是干爹带人在城里打工的时候,我们认识的。那是两年前的夏天。
一个燥热的中午,我脱了个精光躺在凉席上,可怎么也睡不着。窗外不断传来不远处录像厅大喇叭的广播:“各位观众、各位观众:今天我厅特增加《妓女的秘密》、《新婚姓知识》等新片,全天循环放映,不清场,每张票价三元,欢迎观看。”
我浑身一阵燥热,爬了起来,穿好了衣服,直奔录像厅。录象厅离我家很近,穿过马路,拐一个弯就到了。录象厅里很暗,伸手不见五指。我摸索着往里走,一不小心,脚绊在一个人的小腿上。我一个踉跄,脚跟不稳向前扑去,就在我快要扑倒的时候,一只大手拦住了我。惊魂未定的我,象抓救命稻草一样赶紧抓住了拦住我的那只胳膊。顿时,我觉出了手中这只胳膊的粗壮有力。他打着了打火机,对我说“这儿有空位儿。”在他那只大手的牵引下,我紧挨他坐下。借着打火机的光亮,我看到他粗壮有力的大手上布满了象蚯蚓一样的青筋,显得很有力量,是一个40多岁的民工汉子,他的脸长得很端正,背心外边披着一件汗衫。这正是我所渴望的人,老天真有眼啊。
他低声地说,“你自己来的?”
“恩。”
他随手塞过来一把花生,我谢了他,便扭头开始看录象。这时,屏幕上一个男人正在扒一个女人的裙子,那女人的两个大奶子曝露在外面。我裤子里的牛子硬了起来。这时,边上那民工汉子的大腿靠了过来,和我的大腿挨到了一起。我心里开始蹦蹦地狂跳起来,口干舌燥地一口一口地往下咽吐沫。耳边传来了那民工汉子喉咙里也在咽吐沫的声音。他扭过头看着我,我也不由地转过头去看他。他朝我咧嘴乐了一下,黑暗中我看到了他那闪闪发光的眸子。接着,一只大手伸了过来,轻轻放在了我的两腿中间。其实,我心里早就盼着他这样。可我的身子还是本能地抖了一下,向一旁挪了挪,但并没有摆脱他那只温热的大手。他的手开始大胆的伸进了我的裤子,攥住了我的牛子。不知是高兴还是紧张,我不由的有些发抖。
“你冷吗?”我颤抖的吐出一个字来:“不。”
他很从容地解开我的裤带,那只有力的大手轻轻撸着我的牛子,我周身的血液都涌向了那里。我全身发热,嗓子发干,我不禁用手按住他的手。

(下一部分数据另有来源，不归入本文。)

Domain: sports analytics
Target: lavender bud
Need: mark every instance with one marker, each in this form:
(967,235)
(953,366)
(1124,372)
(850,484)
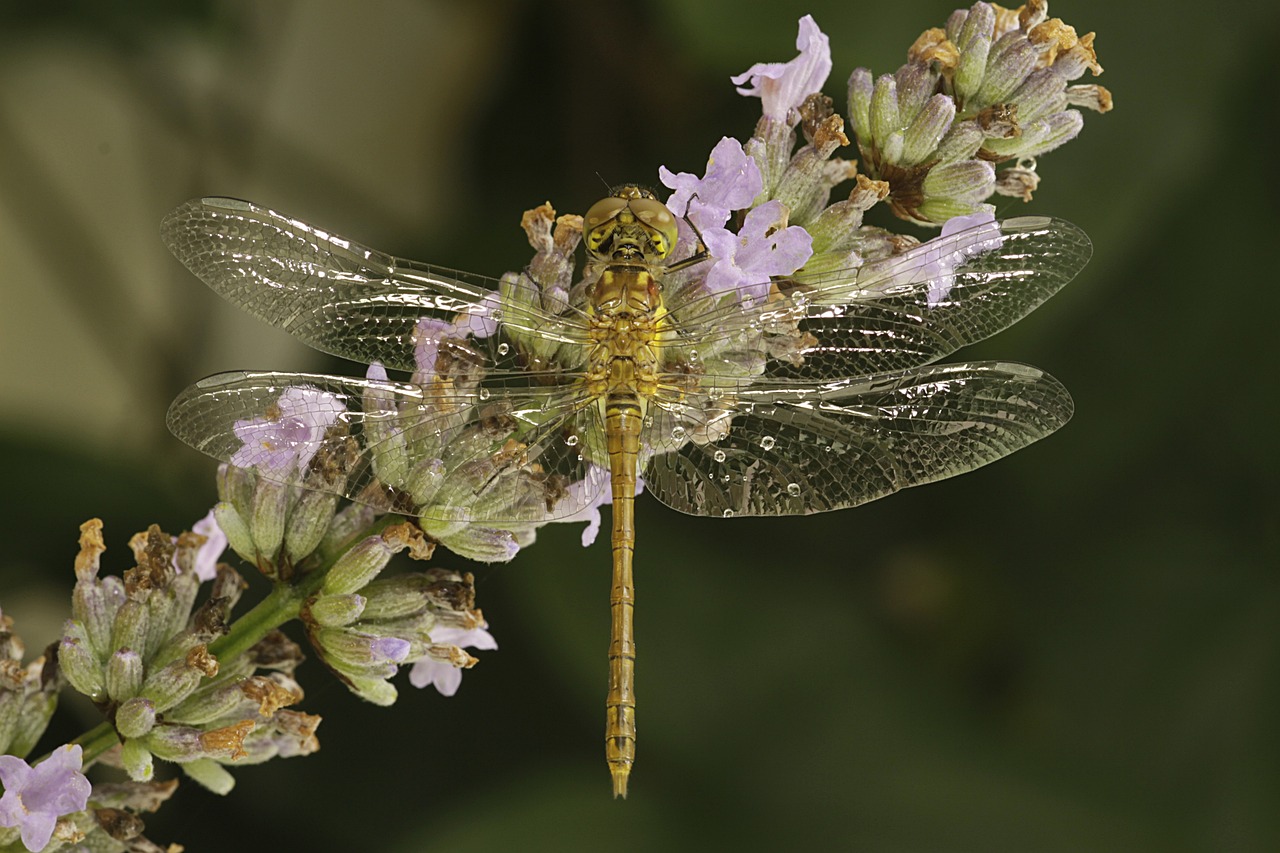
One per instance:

他拿过我的手,放在他的大腿处,我触到了一个肉呼呼的东西,好象是条蛇,我往后缩了一下。他扒在我的耳朵上:“走,跟俺上厕所去。”我鬼使神差的跟着他向录象厅的一个小旁门走去。
里面是条很暗的走廊,拐弯就是厕所。因为正在演毛片,所以厕所里空无一人,静极了。我借着厕所气窗上的一丝亮光才看清楚,我面前站着的这个中年汉子,人很精壮,有楞有角的脸,挺直的鼻子,眼睛不大可是很亮,唇线分明的嘴被周围那钢丝一样的硬胡茬包围着。
他把我领到了最里面的蹲位,随手关上了门。我心里开始有些紧张。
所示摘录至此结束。